Texts from the past meet next-generation tech: The JCB welcomes inaugural STEM Fellow Ethan Meidinger

July 1, 2024

The image shows the character a with a written accent rendered various ways.

We often talk here at the JCB about libraries as the original information infrastructure. In the world of proliferating digital data, it’s been important to think about how our data structures can best serve the needs for access to our collections. A major step for the JCB is the commitment to our digital platform, Americana, and to the complete digitization of our rare books. We have also explored new ways to think about interdisciplinary approaches to our data.
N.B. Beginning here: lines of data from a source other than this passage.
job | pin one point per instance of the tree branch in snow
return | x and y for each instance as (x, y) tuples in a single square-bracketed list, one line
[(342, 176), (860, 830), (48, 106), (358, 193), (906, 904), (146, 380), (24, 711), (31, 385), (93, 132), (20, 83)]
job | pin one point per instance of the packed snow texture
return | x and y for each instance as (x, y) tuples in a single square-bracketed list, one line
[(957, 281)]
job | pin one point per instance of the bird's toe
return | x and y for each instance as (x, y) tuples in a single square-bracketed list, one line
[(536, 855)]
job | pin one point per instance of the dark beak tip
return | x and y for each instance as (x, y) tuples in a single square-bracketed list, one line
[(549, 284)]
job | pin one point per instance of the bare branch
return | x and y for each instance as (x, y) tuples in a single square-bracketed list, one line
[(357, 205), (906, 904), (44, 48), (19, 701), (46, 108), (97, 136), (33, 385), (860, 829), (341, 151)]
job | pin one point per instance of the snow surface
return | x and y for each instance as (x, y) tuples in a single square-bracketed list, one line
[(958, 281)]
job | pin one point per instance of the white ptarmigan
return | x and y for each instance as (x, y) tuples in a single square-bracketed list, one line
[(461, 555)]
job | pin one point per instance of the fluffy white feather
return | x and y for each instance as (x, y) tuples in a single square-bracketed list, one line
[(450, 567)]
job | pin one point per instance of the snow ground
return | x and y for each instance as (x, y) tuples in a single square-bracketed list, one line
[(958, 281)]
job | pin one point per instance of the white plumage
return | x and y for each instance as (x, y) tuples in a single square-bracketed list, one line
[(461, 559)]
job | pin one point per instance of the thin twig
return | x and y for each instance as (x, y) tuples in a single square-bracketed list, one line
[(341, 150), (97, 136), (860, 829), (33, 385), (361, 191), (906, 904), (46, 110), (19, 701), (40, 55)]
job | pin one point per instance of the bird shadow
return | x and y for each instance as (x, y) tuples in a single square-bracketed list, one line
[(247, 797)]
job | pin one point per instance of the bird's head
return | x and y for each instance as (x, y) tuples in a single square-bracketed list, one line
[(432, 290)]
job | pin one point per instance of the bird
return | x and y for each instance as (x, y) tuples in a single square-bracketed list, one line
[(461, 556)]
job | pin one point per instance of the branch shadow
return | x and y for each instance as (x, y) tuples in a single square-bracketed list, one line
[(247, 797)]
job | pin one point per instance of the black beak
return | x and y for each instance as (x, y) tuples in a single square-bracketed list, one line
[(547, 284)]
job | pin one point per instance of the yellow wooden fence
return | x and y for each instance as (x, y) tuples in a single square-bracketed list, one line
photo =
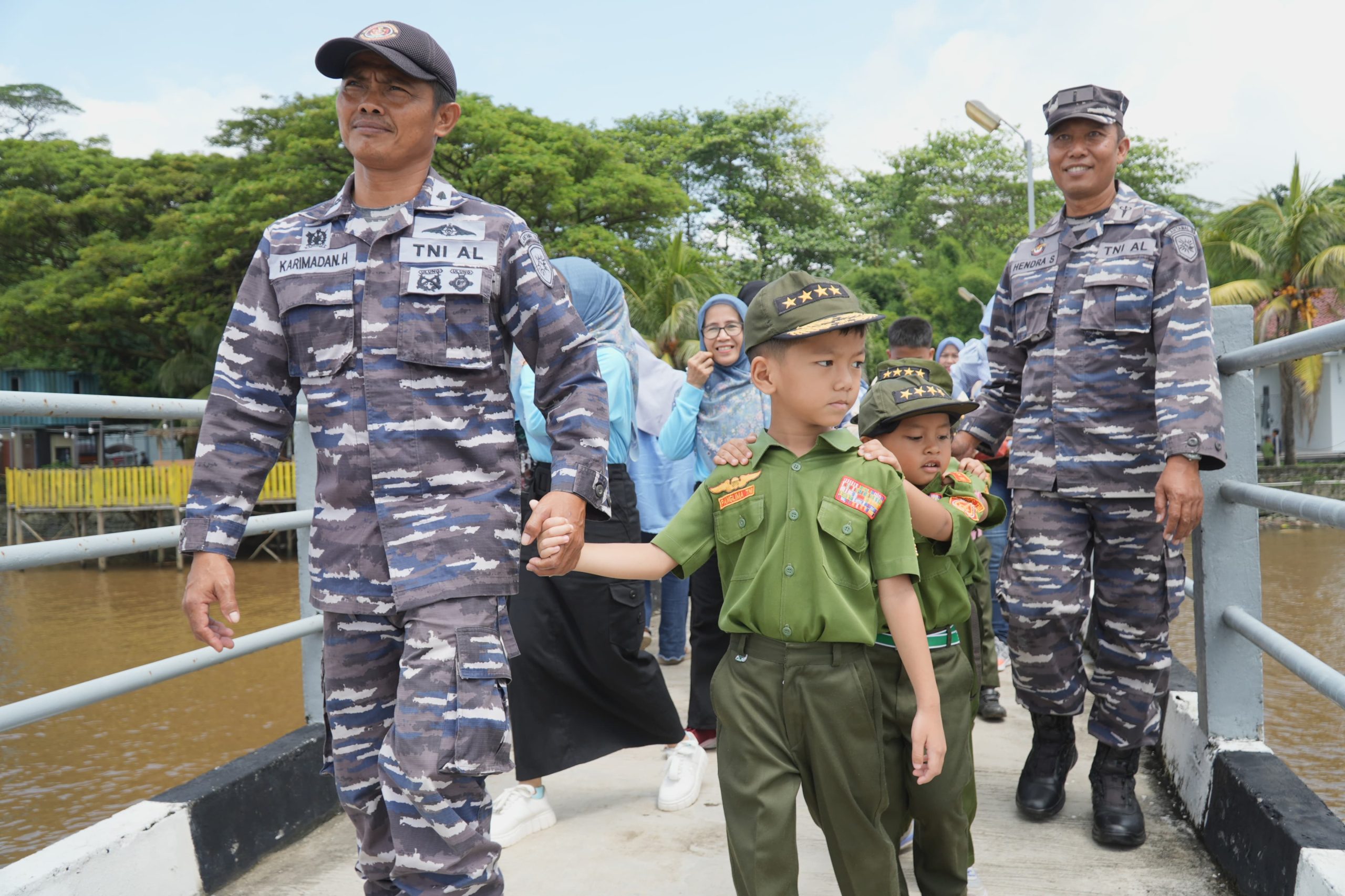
[(123, 486)]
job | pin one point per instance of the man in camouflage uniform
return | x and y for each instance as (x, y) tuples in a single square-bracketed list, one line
[(395, 307), (1102, 362)]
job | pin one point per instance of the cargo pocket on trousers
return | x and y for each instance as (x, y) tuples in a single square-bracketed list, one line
[(482, 742), (1175, 569)]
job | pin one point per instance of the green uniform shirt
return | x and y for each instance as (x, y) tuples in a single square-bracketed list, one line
[(942, 587), (801, 541)]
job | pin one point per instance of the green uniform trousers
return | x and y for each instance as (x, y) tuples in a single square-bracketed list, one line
[(802, 716), (943, 836)]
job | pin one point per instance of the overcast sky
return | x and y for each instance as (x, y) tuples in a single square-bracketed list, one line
[(1233, 84)]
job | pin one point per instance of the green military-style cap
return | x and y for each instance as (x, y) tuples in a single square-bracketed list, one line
[(801, 305), (933, 370), (906, 391)]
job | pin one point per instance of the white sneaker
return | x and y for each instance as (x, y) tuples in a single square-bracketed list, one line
[(682, 775), (974, 885), (520, 811)]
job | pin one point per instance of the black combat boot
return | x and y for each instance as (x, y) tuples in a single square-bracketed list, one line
[(1118, 821), (1041, 786), (990, 707)]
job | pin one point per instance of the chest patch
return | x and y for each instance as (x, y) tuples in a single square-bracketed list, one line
[(974, 507), (433, 228), (438, 282), (319, 237), (301, 263), (481, 253), (866, 499), (1034, 255), (1125, 248)]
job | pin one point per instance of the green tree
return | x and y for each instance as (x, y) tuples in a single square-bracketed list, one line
[(665, 290), (1281, 255), (27, 107)]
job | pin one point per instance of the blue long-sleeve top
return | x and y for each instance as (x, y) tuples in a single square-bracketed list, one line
[(678, 436), (616, 373)]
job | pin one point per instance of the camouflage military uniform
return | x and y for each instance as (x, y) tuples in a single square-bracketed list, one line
[(1102, 362), (400, 336)]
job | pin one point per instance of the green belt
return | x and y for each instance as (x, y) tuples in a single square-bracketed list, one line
[(938, 640)]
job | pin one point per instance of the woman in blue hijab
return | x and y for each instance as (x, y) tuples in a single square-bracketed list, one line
[(582, 686), (719, 403)]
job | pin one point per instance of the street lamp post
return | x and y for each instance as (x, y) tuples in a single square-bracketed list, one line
[(979, 113)]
This summer Ethan Meidinger joined the team at the John Carter Brown Library as the Inaugural STEM Fellow. Ethan is a data science and computer science major at William & Mary, and is currently working as a software developer specializing in the development of Optical Character Recognition (OCR). This summer, he will work with Associate Director for Digital Asset Management Pedro Germano Leal on a project geared towards improving scholars’ ability to analyze texts written in guaraní, an Indigenous language spoken in Paraguay and elsewhere in South America.

One of the longstanding problems of doing optical character recognition in the Humanities is the lack of training data that can be used for manuscript or printed materials. Many books have distinct ways of writing or printing letters, making it challenging to produce accurate OCR models for this form of data. One way of circumventing this issue is to gather limited instances of the data and produce copies known as deep fakes. These are letters generated by AI designed to mimic the patterns of the original.

The above image shows generated examples of the letter ȃ used by Guaraní scribes in the early 18th century. The machine attempts to account for variation in the data by generating different instances of ȃ instead of settling on one pattern. This is done to account for issues in the letters such as ink fading, bleedthrough from background text, and inconsistencies in how they are written. The goal of producing these deep fakes is to build a comprehensive OCR dataset to analyze Guaraní text, thus making it easier for scholars who use items written in Guaraní in their research. We’re excited to see the results of Ethan and Pedro’s work!